Remove price on carbon. Check. Avoid international climate talks. Check. Deny fossil fuel subsidies. Check! This is your captain Tony Abbott speaking, and Australia is cleared for take-off, destination: last century.
Yesterday brought another sensible report from the annoying Nicholas Stern spelling out the economic benefits (not to mention every other benefit) of acting on climate change before it’s too late. But the Abbott government still doesn’t seem convinced — and repeated denials that we are subsidising the fossil fuel industry are killing Australia’s credibility.
Stern’s 2006 report made front-page news around the world as the first attempt to weigh up the costs of action versus the costs of inaction on the climate. The conclusion reached was the obvious one — that acting early is cheaper than acting later — but critics complained that depended heavily on the discount rate used. That is, the rate of return used to calculate long-term costs.
Yesterday’s report by the Global Commission on the Economy and Climate — of which Stern is co-chair — tries to put that argument to bed by reining in the time horizon, pointing out the economic benefits of action are apparent over the short term too and we can have both economic growth and climate risk mitigation together, right now.
Just as nothing will persuade the Michael Smiths of the world that Julia Gillard is innocent, we are well past the point where more evidence will persuade climate sceptics or those vested interests opposing climate action to change their tune.
Particularly in Australia.

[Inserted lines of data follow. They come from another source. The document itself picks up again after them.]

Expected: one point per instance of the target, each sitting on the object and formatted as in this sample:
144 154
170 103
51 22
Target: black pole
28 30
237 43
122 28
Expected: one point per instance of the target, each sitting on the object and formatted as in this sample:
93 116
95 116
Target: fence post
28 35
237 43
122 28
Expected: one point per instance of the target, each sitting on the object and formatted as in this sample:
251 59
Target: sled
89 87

Abbott just doesn’t want to talk about climate change at all. He wants climate off the G20 agenda. He won’t be going to the climate talks starting in New York next Tuesday, which will be attended by over 100 heads of state, including US President Barack Obama and Indonesian President Susilo Bambang Yudhoyono, as momentum builds for agreement on a new post-Kyoto climate deal in Paris next year. Australia will be represented by Foreign Minister Julie Bishop — at least that’s one better than last year’s Warsaw talks, when Environment Minister Greg Hunt stayed home.

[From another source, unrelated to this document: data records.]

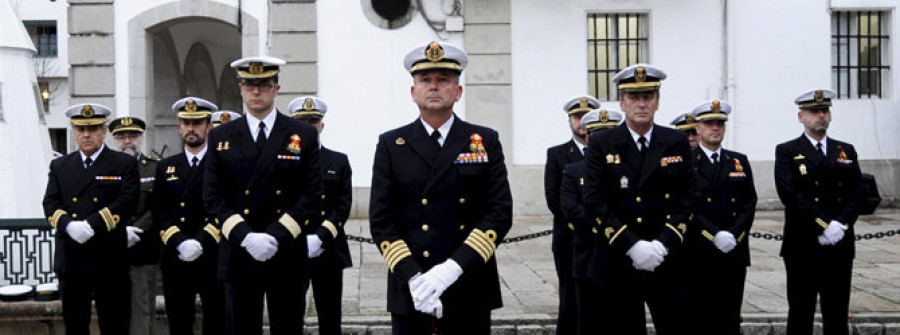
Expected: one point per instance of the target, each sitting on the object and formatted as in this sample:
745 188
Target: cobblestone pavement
529 284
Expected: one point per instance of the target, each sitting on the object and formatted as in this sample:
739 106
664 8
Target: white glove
645 256
430 285
824 240
132 233
261 246
189 250
835 231
313 246
80 231
724 240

High on the action agenda — for the rest of the world, at least — is abolishing fossil fuel subsidies. Yesterday’s report cites estimates that fossil fuel subsidies are running at US$600 billion a year, far outweighing clean energy subsidies of US$100 billion a year.
The most hardened sceptics must concede there is no reason on earth why the taxpayers of the world should subsidise production of coal, oil and gas to make global warming worse.
Everybody wants fossil fuel subsidies abolished, including the G20, International Monetary Fund, World Bank, Organisation for Economic Co-operation and Development and International Energy Agency.